Les chercheurs de cette université américaine l’ont bien compris, la sauvegarde des abeilles et de tous les autres insectes pollinisateurs est un enjeu écologique et économique majeur. Avec près de 1.000 espèces en France et 20.000 dans le monde, l’abeille est le principal insecte pollinisateur. Selon le ministère de l’Enseignement supérieur et de la Recherche, plus de 80 % des espèces végétales dans le monde dépendent de ces insectes pollinisateurs. L’extinction des abeilles, mais aussi guêpes, papillons, mouches, menace l’agriculture et donc les ressources alimentaires de monde entier.
Insecte indispensable à la biodiversité, l’abeille assure la survie d’une multitude d’espèces animales mais aussi végétales : fruits, légumes et plantes dépendent du butinage pour se reproduire. Malgré les apparences, l’importance économique de ces insectes va bien au-delà de la simple survie de la filière apicole. 35 % de la production mondiale de nourriture et 10 % du chiffre d’affaires de l’agriculture mondiale dépend des abeilles. Plus largement, selon le l’INRA et le CNRS, l’impact économique de la pollinisation pèserait 153 milliards d’euros par an. Si du côté américain les efforts se concentrent sur la recherche des causes de l’extinction des abeilles, l’Europe a depuis longtemps pris les devants.
Le Parlement européen formalisera ainsi, le 17 janvier prochain, un accord visant l’interdiction de 22 substances dans la fabrication d’insecticides. Parmi les multiples causes à l’extinction des abeilles, les pesticides restent la principale cause de mortalité.
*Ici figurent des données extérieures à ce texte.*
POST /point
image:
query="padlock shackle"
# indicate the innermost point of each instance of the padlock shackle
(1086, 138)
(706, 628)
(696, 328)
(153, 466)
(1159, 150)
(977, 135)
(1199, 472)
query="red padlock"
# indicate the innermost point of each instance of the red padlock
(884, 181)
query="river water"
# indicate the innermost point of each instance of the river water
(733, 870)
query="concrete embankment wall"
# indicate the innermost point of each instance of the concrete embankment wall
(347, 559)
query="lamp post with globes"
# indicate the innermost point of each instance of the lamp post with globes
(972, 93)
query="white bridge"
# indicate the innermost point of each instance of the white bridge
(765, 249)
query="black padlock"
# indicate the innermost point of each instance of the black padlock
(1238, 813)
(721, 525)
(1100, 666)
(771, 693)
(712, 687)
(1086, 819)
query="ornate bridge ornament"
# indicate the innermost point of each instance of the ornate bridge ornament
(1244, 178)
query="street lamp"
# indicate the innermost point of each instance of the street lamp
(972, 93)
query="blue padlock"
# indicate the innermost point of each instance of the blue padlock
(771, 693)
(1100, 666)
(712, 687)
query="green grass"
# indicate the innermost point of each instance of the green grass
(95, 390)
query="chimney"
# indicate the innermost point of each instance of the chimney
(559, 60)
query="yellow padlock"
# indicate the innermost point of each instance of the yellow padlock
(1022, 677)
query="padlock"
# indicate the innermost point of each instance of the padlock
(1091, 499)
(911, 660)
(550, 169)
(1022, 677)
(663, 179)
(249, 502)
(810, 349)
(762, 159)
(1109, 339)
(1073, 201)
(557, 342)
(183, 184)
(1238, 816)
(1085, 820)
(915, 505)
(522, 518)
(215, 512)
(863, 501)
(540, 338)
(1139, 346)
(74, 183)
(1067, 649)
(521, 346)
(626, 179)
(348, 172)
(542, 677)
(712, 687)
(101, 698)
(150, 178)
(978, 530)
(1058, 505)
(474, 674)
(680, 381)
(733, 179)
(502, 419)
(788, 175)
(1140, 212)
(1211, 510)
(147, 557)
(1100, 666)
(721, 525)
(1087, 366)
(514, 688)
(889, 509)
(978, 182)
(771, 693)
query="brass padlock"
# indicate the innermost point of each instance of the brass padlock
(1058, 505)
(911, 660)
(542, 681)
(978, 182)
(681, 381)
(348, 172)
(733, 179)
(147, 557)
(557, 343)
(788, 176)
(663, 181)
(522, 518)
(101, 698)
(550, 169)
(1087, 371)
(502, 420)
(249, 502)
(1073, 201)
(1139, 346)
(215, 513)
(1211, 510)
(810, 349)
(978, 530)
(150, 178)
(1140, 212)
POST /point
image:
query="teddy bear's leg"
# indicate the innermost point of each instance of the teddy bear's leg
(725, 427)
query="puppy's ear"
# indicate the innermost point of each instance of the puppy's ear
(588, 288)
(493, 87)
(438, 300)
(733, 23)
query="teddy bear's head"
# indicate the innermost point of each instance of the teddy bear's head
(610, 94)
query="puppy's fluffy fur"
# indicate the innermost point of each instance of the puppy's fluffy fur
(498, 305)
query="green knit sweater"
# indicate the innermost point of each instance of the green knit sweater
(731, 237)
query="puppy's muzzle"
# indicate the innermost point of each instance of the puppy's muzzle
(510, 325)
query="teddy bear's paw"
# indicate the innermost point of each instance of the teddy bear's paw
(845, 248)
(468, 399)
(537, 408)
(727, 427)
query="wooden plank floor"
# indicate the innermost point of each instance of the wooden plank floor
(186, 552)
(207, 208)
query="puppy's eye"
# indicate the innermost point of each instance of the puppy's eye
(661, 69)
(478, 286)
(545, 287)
Malgré ces mesures, de nombreuses associations de protection de l’environnement dénoncent l’utilisation de produits jugés écologiquement dangereux.
Le Cruiser ou « tueur d’abeilles », fabriqué par le suisse Syngenta reste autorisé en France jusqu’en mai 2009 alors que l’Allemagne l’a quant à elle interdit. Comme solution originale, l’Union Nationale de L’Apiculture Française, dans le cadre du programme national « L’abeille, sentinelle de l’environnement », encourage villes et entreprises à développer des ruches sur des toits et dans des espaces verts afin de sensibiliser le grand public. Une initiative qui a séduit de nombreuses villes comme Lille où une trentaine de ruches ont permis une récolte. Un premier pas notable afin de reconnaître l’utilité d’un insecte qui ne fait pas partie des espèces protégées.